Keysight will have the same product roadmap and its own R&D laboratories with a focus on electronic measurement as a pure-play test and measurement company.
The new business will have to compete in the test market by its own financial and product strategies. There will be no corporate safety net.
As a result the ‘new Agilent’ more opportunistic in its product plans and more aggressive on price than the ‘old’ company was.
Alexander was previously vice president and general manager for the oscilloscope and protocol division.
Alexander joined Hewlett-Packard in 1986 as a manufacturing and test engineer.

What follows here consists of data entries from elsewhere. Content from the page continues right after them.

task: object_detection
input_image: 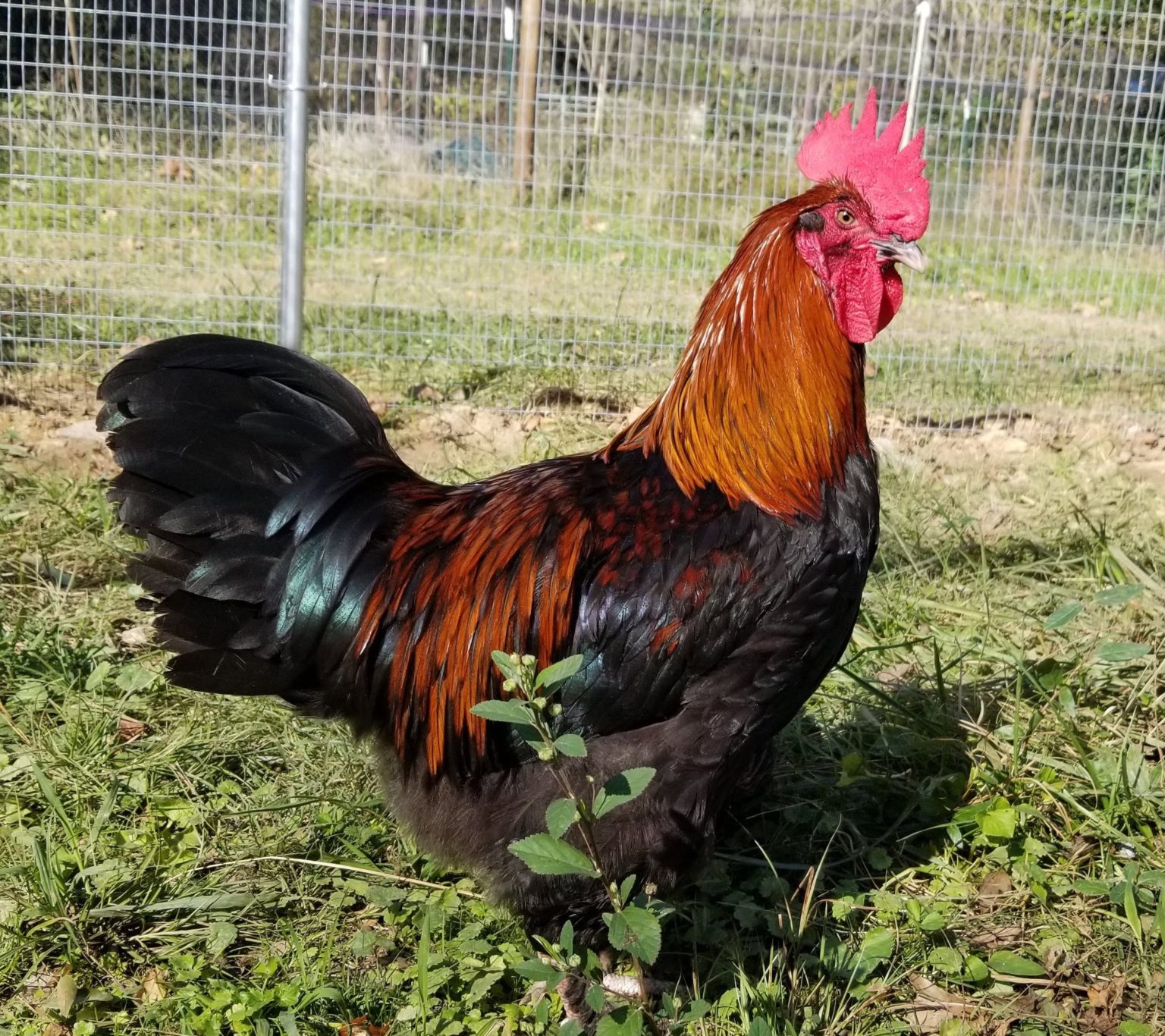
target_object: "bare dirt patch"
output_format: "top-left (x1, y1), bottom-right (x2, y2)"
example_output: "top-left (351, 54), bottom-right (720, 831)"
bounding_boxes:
top-left (7, 376), bottom-right (1165, 509)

Three years later he became test engineering manager for HP’s oscilloscopes and logic analysers at the company’s Colorado Springs Division.
Alexander later moved to R&D as a software development engineer and subsequently served in various R&D management positions.
“We looked inside and outside our company for someone who not only knows technology but has led a business organisation and therefore understands business issues as well,” said Keysight president and CEO Ron Nersesian.
"Jay has a strong R&D background, is highly respected in the industry, and has helped drive key growth and profit increases in the company.”
The decision to split the group seems to have been determined in part by the strong growth of the life sciences arm over the last few years. The test and measurement business had sales of $2.9bn in this last financial year. The life sciences and chemical analysis systems business is more profitable and larger with sales of $3.9bn.